Ryan, from Hull, joined the Army when he was 19 but ended up leaving seven years later.
"I don't feel like you're going to get the younger generations to do it anymore, because who wants to go spend six months getting shouted at during training for £13,000 starting pay?"
Keeping recruits is a problem shared across the entire armed forces - with more people leaving (14,880) than joining (13,520) in 2018.
A survey carried out by the Ministry of Defence found less than half of people in the armed forces (46%) were satisfied with service life.
Richard Smith, 27, has a similar story, but in the RAF.
He joined in 2013, intending to stay for 12 years, but dropped out after only five.
"You sit around in the canteen, watch Jeremy Kyle and drink about 30 cups of tea. You get so bored," he says.
"When it's boring, people get a chance to sit down and think about whether the grass is greener somewhere else."

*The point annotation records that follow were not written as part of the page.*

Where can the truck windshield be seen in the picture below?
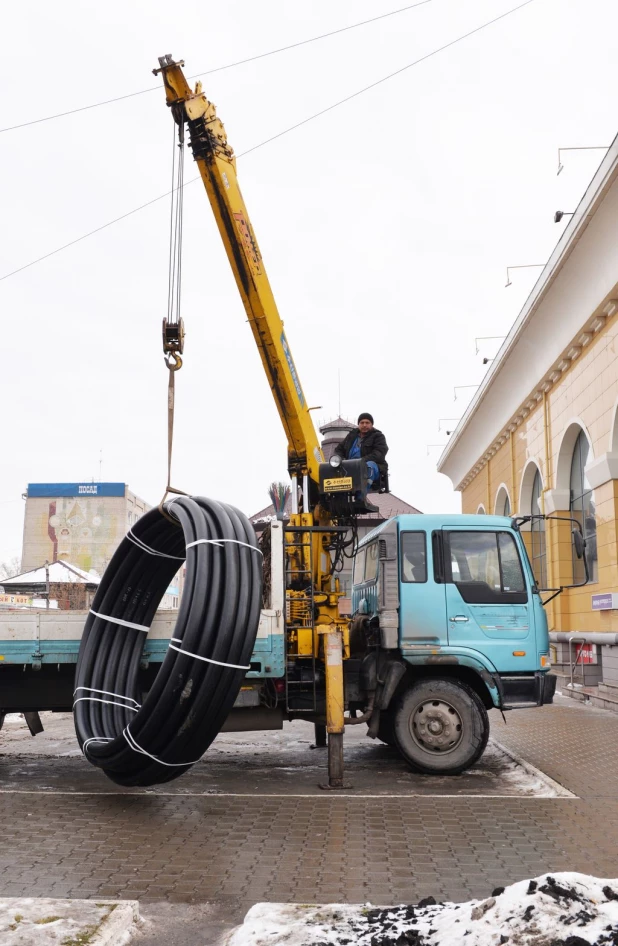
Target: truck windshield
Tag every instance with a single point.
(371, 562)
(490, 557)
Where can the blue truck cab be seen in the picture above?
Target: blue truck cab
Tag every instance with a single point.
(449, 623)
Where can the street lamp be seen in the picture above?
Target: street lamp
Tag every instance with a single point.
(584, 148)
(523, 266)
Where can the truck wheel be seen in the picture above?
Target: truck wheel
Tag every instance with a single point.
(440, 726)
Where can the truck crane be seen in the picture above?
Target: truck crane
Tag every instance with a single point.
(447, 617)
(331, 496)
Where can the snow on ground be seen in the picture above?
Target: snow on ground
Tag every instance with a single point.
(562, 909)
(29, 921)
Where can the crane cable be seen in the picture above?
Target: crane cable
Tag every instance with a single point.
(173, 325)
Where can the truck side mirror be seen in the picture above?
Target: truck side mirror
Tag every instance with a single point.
(579, 543)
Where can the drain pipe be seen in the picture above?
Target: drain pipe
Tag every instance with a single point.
(592, 637)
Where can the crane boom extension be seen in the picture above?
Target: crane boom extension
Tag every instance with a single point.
(217, 166)
(315, 631)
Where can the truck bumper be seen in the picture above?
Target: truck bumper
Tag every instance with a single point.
(527, 691)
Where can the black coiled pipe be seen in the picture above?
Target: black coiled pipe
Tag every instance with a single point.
(217, 621)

In February last year, it was revealed the MoD has a funding black hole of at least £7bn in its 10-year plan to equip the UK's armed forces.
Richard says the lack of money in the armed forces was also a factor in his decision to leave.
"You'd have toilets that were leaking in the main accommodation block, washing machines that wouldn't work.
"You report the problem but then you just get put on a list. So sometimes you could go weeks without having a toilet that works."
Richard says you do get some "good opportunities" to travel and take part in sports if you're part of the armed forces.
He went over to Canada to do mountain biking and also went surfing in Cornwall during his time with the RAF.
Richard now works as a farmer and thinks that a bit more recognition for those in armed forces would help to keep recruits.
He says sometimes all you get is a "Thanks, good job" when you've been involved in something particularly tough.
"I know it sounds a bit petty but just a bit more appreciation for the people who do the job would be huge."
Ryan has also adjusted to civilian life and works as a telecoms engineer.
He thinks there are a few simple things the forces could do to keep people on.
"You need to offer people more incentives to get promoted and earn more money.
"The other problem is that it can become a breeding ground for bad egos. And if your face didn't fit your life was hell."
An MoD spokesperson said the armed forces offer "exciting and varied careers, with unparalleled opportunities to learn new skills such as leadership and teamwork".
"We are working hard to make the armed forces an even more attractive place to work, introducing flexible working, modernising accommodation options, and securing the biggest pay rise since 2007."